Oh, ok, thanks for clarifying. I was confused as there were three parties at work in the American slavery example: a "ruling" class that manipulates the others, powerless whites, and slaves. But the same "power" could exist in a system with two parties...

And from reading the article I think I understand the comparison you proposed: "[The ruling class's] attitude is key to understanding our bipartisan ruling class. Its first tenet is that 'we' are the best and brightest while the rest of Americans are retrograde, racist, and dysfunctional unless properly constrained.'"

So, yes, then, it seems like a similar power--a power derived from belonging to a group to which others can't belong. Bringing this conversation back to the original topic, I guess we conclude that a system structured so that one group is guaranteed to be superior to another can be very appealing to that one group.

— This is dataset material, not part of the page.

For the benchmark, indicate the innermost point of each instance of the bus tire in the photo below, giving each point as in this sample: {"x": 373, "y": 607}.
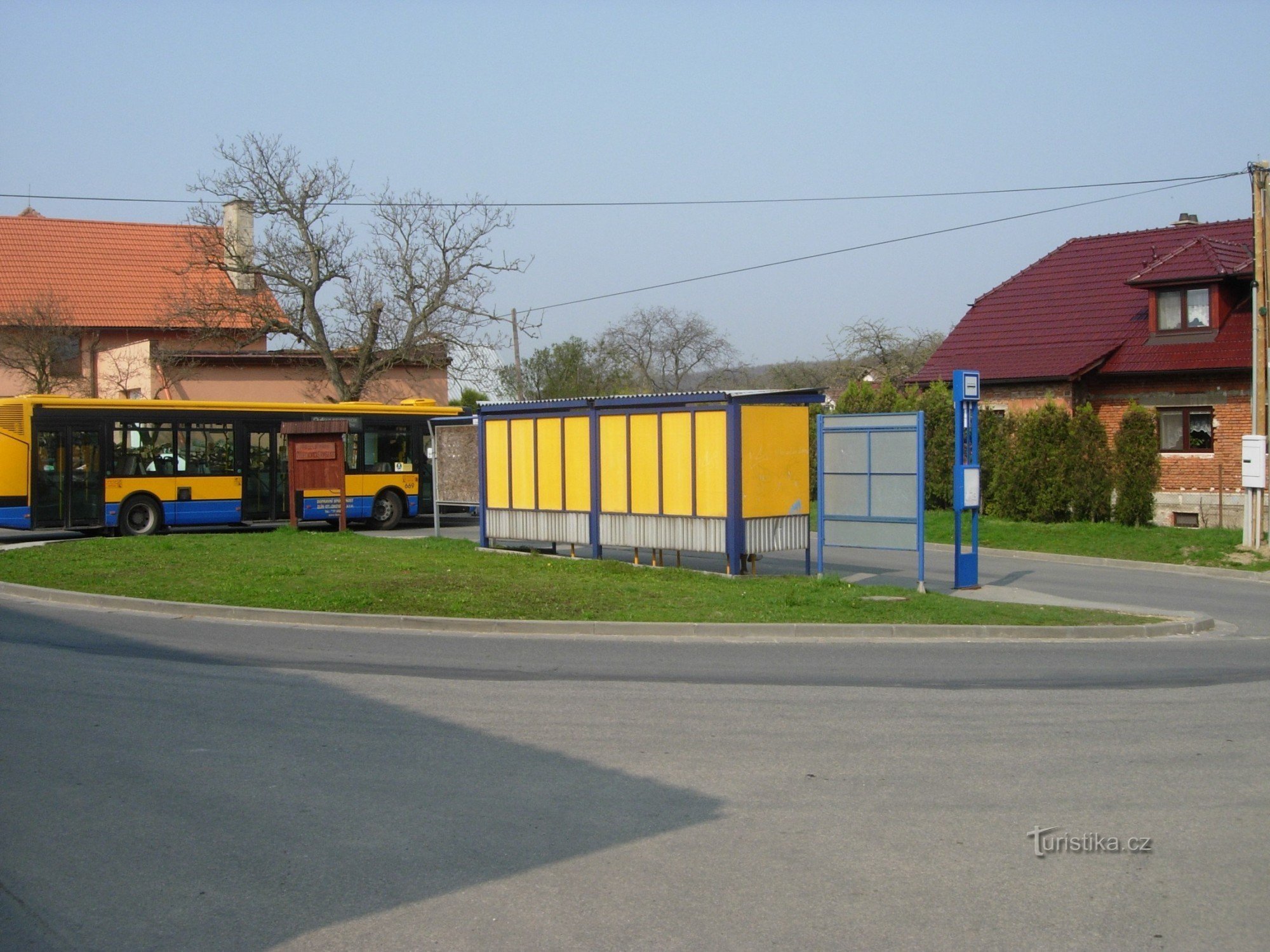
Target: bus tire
{"x": 140, "y": 516}
{"x": 388, "y": 510}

It explains (at least partially) why many Northern immigrant groups reacted with hostility toward free blacks. And it also explains (again, at least partially) why many Southerners would take up arms to protect slavery as an institution, even while they had no direct financial interest in the system.

Richard G. Williams, Jr. said...

"[The ruling class's] attitude is key to understanding our bipartisan ruling class. Its first tenet is that 'we' are the best and brightest while the rest of Americans are retrograde, racist, and dysfunctional unless properly constrained.'"

Precisely. That is the attitude of the elites - in government (both parties) and much (though not all) of academia.

And, yes, "at least partially", though I believe the reasons for Southerners fighting were as diverse and nuanced as they are in any war. Thanks for your comments Vince.